In low-lying Copenhagen where rising sea levels, groundwater and rainfall pose a risk to infrastructure, the Danish capital is trying to adapt and protect urban areas from climate change.
And Karens Minde park is one of the more than 300 projects underway to stop the city being submerged.
A former marsh once shunned by people living nearby, it has been redesigned with attractive meandering paths and grassy areas that double up to collect rain and floodwater.
Built on the shores of the Oresund strait, Copenhagen is hugely vulnerable to water.
"All of Copenhagen is in a way in negotiation with the water cycle because it is wetland that has been drained," said Anna Aslaug Lund, a University of Copenhagen architecture professor.
The threat is three-pronged.
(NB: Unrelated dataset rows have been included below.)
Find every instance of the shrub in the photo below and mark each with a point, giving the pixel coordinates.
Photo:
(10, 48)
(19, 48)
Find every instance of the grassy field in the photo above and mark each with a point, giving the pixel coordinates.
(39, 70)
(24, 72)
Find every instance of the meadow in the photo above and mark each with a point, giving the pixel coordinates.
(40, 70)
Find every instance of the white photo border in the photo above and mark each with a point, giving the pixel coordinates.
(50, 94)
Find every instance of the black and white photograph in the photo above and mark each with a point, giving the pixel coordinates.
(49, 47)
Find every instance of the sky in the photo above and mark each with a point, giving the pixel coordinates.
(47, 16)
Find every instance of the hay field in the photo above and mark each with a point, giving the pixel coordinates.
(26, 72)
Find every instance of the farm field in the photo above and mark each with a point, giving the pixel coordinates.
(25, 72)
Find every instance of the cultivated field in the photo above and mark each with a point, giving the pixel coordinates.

The Danish meteorological institute predicts rainfall will increase by 30 to 70 percent by 2100; the sea will also rise by an average of 42 cm (16.5 inches) by the end of the century and groundwater is also rising.
Only a trained eye would notice the special water defences put in place in Karens Minde park.
At one of the bends in the brick path there are three pipe outlets for rainwater collected in the neighbourhood. It then flows to an artificial lake a few hundred metres (yards) away.
The water is cleaned as it is "transported across the trickle meadow, and then here we can store it and finally let it out back into the harbour," said Ditte Reinholdt Jensen of Hofor, the water and utility provider that designed the park with the city.
Grass, shrubbery and trees border the artificial lake.
As well as managing floodwater, Copenhagen wants to "improve biodiversity, fight heat island effects and make green areas" for people to meet in, Jan Rasmussen, of the city's climate adaptation project, told AFP.
The city began work in 2008 to identify its weak spots, primarily from flooding.
"The biggest challenge is that we don't have a manual," there are no tried and tested methods "of how to do this", he said.
So solutions vary from neighbourhood to neighbourhood.
After torrential rain on July 2, 2011 -- when a staggering 135.4 mm (5.3 inches) fell in just two hours causing major damage -- the city decided to develop a network of rainwater tunnels.
These serve as underground rain "highways" in areas where urban development does not allow for direct water management.
"If we don't have the space, we need pipes to divert the water out of the city," Rasmussen said.
Some projects, like the construction of the artificial Lynetteholmen island that would serve as a dyke against rising sea water, have failed to win unanimous support.
But the city has generally been applauded for its adaptation efforts.
"They are definitely trying," researcher Isabel Froes, an associate professor at Copenhagen Business School, told AFP.
"They're engaging with researchers, with the public to create more awareness."
Even with the city's population growing, one of their strongest principles is to avoid building in the lowest-lying areas.
"There are still many places in Copenhagen that have problems in relation to flooding from rainwater," Aslaug Lund said.
"We should avoid development in low-lying areas."
Copenhagen's efforts are seen as a model for what other cities can do, Froes said.
"I call Denmark a prototype country because of the scope of it," she said.
"It's a great place to test new measures, to engage citizens around them also, because Denmark is a trust society. We tend to follow rules and we like rules as well, which is not (the case) everywhere."